Anak anak Desa Payabakal di masa itu termasuk lebih beruntung dibandingkan dengan anak anak dari desa yang lebih terpencil dari ibukota kecamatan, tidak ada pilihan bagi mereka untuk melanjutkan sekolah selain harus indekos. Wilayah kecamatan Gelumbang dimasa itu luasnya berkali kali lipat dari saat ini dengan hanya satu gedung SMP, seberapa luaskah wilayah kecamatan-nya ?, anda bisa membayangkan bila satu kecamatan Gelumbang itu kini sudah dimekarkan menjadi 6 kecamatan atau setara dengan ukuran luas rata rata satu kabupaten Di pulau Jawa.

Sebagian besar penduduk desa Payabakal bermata pencaharian sebagai petani karet, penduduk desa ini dan desa desa lainnya (termasuk desa Sigam yang masjid nya sudah sajikan diposting sebelumnya) sempat menikmati manisnya “duit getah” atau uang hasil penjualan getah karet ketika pasaran karet dunia sedang booming sehingga harga karet meroket, dimasa itu tak sulit bagi sebagian orang tua untuk membelikan sepeda motor baru untuk anak anak mereka sekolah sehingga tidak perlu lagi menggenjot sepeda sejak pagi buta.
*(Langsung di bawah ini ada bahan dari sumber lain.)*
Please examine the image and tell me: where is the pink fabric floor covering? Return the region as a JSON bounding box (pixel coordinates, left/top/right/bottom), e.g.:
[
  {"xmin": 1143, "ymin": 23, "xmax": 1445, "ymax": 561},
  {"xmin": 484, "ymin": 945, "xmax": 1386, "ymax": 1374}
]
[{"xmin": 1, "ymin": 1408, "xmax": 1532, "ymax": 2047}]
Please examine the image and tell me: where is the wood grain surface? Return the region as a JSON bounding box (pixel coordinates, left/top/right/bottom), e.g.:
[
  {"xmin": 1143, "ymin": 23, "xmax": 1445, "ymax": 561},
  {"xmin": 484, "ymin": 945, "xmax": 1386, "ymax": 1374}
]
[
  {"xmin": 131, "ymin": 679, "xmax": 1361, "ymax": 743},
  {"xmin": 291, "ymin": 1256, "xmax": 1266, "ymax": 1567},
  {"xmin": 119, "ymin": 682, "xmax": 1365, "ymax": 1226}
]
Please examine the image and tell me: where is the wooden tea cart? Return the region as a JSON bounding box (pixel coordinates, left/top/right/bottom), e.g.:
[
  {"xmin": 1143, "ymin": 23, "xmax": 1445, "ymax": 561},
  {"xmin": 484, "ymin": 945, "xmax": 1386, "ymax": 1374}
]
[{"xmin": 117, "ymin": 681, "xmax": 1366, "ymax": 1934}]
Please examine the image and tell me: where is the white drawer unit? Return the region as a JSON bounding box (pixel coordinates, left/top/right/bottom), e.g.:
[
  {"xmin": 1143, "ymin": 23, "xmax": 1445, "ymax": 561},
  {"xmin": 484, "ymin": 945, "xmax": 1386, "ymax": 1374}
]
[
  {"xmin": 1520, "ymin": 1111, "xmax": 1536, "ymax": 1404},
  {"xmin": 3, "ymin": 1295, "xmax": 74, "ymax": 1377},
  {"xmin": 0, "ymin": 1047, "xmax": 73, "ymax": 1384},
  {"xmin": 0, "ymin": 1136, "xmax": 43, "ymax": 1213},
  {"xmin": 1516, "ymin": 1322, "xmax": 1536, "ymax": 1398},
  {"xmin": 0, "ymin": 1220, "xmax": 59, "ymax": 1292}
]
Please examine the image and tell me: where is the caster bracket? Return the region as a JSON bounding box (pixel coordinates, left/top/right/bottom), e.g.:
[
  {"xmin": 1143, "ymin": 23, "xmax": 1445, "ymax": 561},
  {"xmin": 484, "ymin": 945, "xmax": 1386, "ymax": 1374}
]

Namun ketika harga karet merosot dan terus melorot, roda perekonomian-pun kembali lesu.

Merombak menara

Masjid Darussalam Payabakal

Saya belum sempat singgah ke Masjid ini, foto foto yang saya tampilkan adalah foto foto tahun 2013 yang lalu ketika melintas disana sambil menikmati suasana sore malalui jalanannya yang tak lagi berlumpur seperti masa yang dulu, sekalian menapak tilas masa lalu. Pastinya saat ini bangunan masjidnya sudah berubah, paling tidak renovasi pada menaranya semestinya sudah selesai dan sudah tampil lebih indah. Siapapun diantara anda yang membaca tulisan ini dan memiliki update terbaru tentang masjid ini dan sudi untuk berbagi, kami persilahkan untuk berbagi di kolom komentar atau ber-email ke bujanglanang@gmail.com.  

Masjid Darussalam Payabakal di Google Map


Foto satelit Desa Payabakal sudah muncul di google maps tahun 2016 seperti terlihat di atas. Tampak desa Payabakal yang tidak terlalu luas masih hijau royo royo kebun karet disekitarnya. Posisi Masjid Darussalam (tanda balon merah) ada disisi jalan utama yang menghubungkan Desa Payabakal dengan Kelurahan Gelumbang di sebelah timur dan Desa Kartamulia disebelah barat.

Nih ujung menaranya yang sedang dirombak
Tembok nama hasil KKN mahasiwa mahasiswi Universitas Sriwijaya.